Epoch,Training Loss,Validation Loss,Loc,Misc,Org,Per,Overall Precision,Overall Recall,Overall F1,Overall Accuracy
1,0.0487,0.074711,"{'precision': 1.0, 'recall': 1.0, 'f1': 1.0, 'number': 1837}","{'precision': 1.0, 'recall': 1.0, 'f1': 1.0, 'number': 922}","{'precision': 1.0, 'recall': 1.0, 'f1': 1.0, 'number': 1341}","{'precision': 1.0, 'recall': 1.0, 'f1': 1.0, 'number': 1842}",1.0,1.0,1.0,1.0


Trainer is attempting to log a value of "{'precision': 1.0, 'recall': 1.0, 'f1': 1.0, 'number': 1837}" of type <class 'dict'> for key "eval/LOC" as a scalar. This invocation of Tensorboard's writer.add_scalar() is incorrect so we dropped this attribute.
Trainer is attempting to log a value of "{'precision': 1.0, 'recall': 1.0, 'f1': 1.0, 'number': 922}" of type <class 'dict'> for key "eval/MISC" as a scalar. This invocation of Tensorboard's writer.add_scalar() is incorrect so we dropped this attribute.
Trainer is attempting to log a value of "{'precision': 1.0, 'recall': 1.0, 'f1': 1.0, 'number': 1341}" of type <class 'dict'> for key "eval/ORG" as a scalar. This invocation of Tensorboard's writer.add_scalar() is incorrect so we dropped this attribute.
Trainer is attempting to log a value of "{'precision': 1.0, 'recall': 1.0, 'f1': 1.0, 'number': 1842}" of type <class 'dict'> for key "eval/PER" as a scalar.
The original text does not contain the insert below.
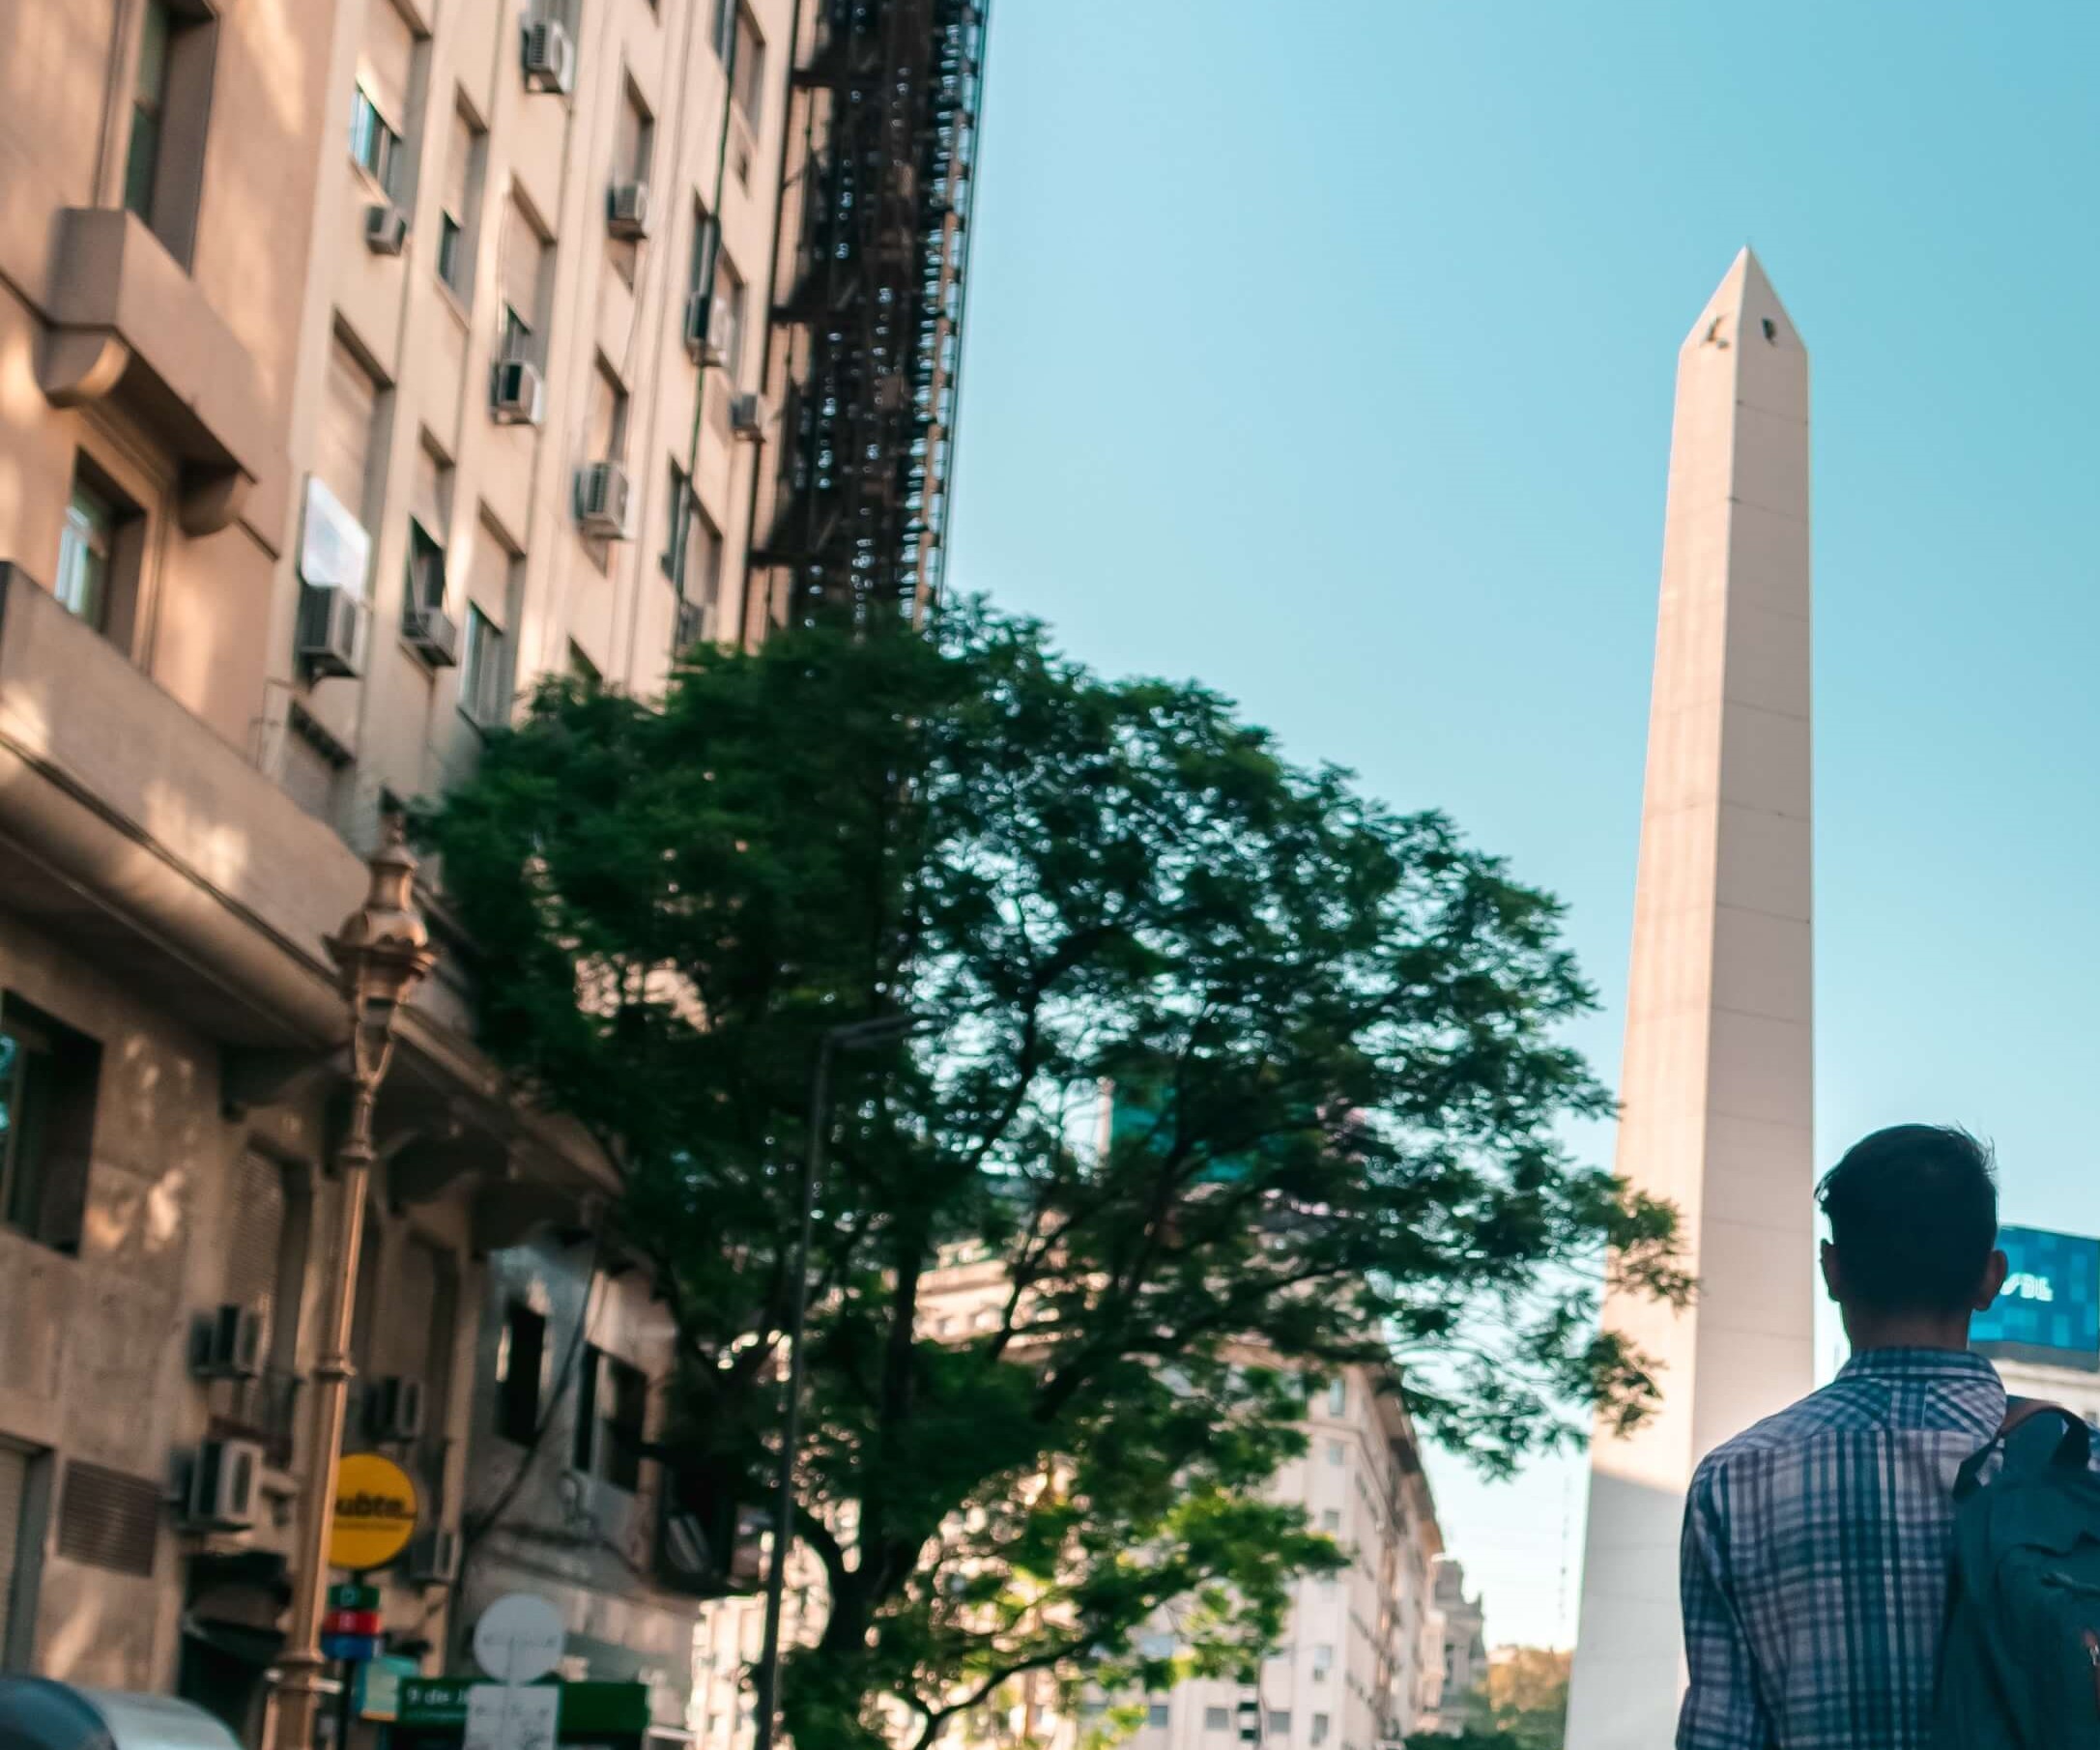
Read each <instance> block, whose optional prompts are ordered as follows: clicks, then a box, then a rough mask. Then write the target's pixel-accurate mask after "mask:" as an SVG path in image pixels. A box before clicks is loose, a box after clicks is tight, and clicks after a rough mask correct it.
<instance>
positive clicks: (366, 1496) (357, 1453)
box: [328, 1452, 416, 1574]
mask: <svg viewBox="0 0 2100 1750" xmlns="http://www.w3.org/2000/svg"><path fill="white" fill-rule="evenodd" d="M414 1536H416V1481H414V1479H412V1477H409V1475H407V1471H403V1468H401V1466H399V1464H395V1462H393V1460H391V1458H380V1454H376V1452H349V1454H344V1456H342V1462H340V1464H338V1466H336V1515H334V1519H330V1523H328V1561H330V1565H332V1567H349V1569H351V1571H353V1574H363V1571H365V1569H367V1567H384V1565H386V1563H388V1561H393V1559H395V1557H397V1555H401V1550H405V1548H407V1540H409V1538H414Z"/></svg>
This invocation of Tensorboard's writer.add_scalar() is incorrect so we dropped 

TrainOutput(global_step=1756, training_loss=0.06423409924691793, metrics={'train_runtime': 115.5788, 'train_samples_per_second': 121.484, 'train_steps_per_second': 15.193, 'total_flos': 153520489309824.0, 'train_loss': 0.06423409924691793, 'epoch': 1.0})

In [70]:
checkpoint = "/content/distilbert-finetuned-ner/checkpoint-1756"
token_classifier = pipeline(
    "token-classification", model=checkpoint, aggregation_strategy="simple"
)

token_classifier("My name BadriNarayanan S. Being grateful is important than any other. He's from tamilnadu")

Hardware accelerator e.g. GPU is available in the environment, but no `device` argument is passed to the `Pipeline` object. Model will be on CPU.


[{'entity_group': 'PER',
  'score': 0.98984885,
  'word': 'BadriNarayanan S.',
  'start': 8,
  'end': 25},
 {'entity_group': 'LOC',
  'score': 0.6601926,
  'word': 'tamilnadu',
  'start': 80,
  'end': 89}]

# Conclusion

Thus the DistillBERT llm model is fine tuned to perform NER tasks. Given conllp dataset, performed all the required operations for the compatibility of the model. Fine tuned the model and queried it, the model recognized the named entities in the specified sentence.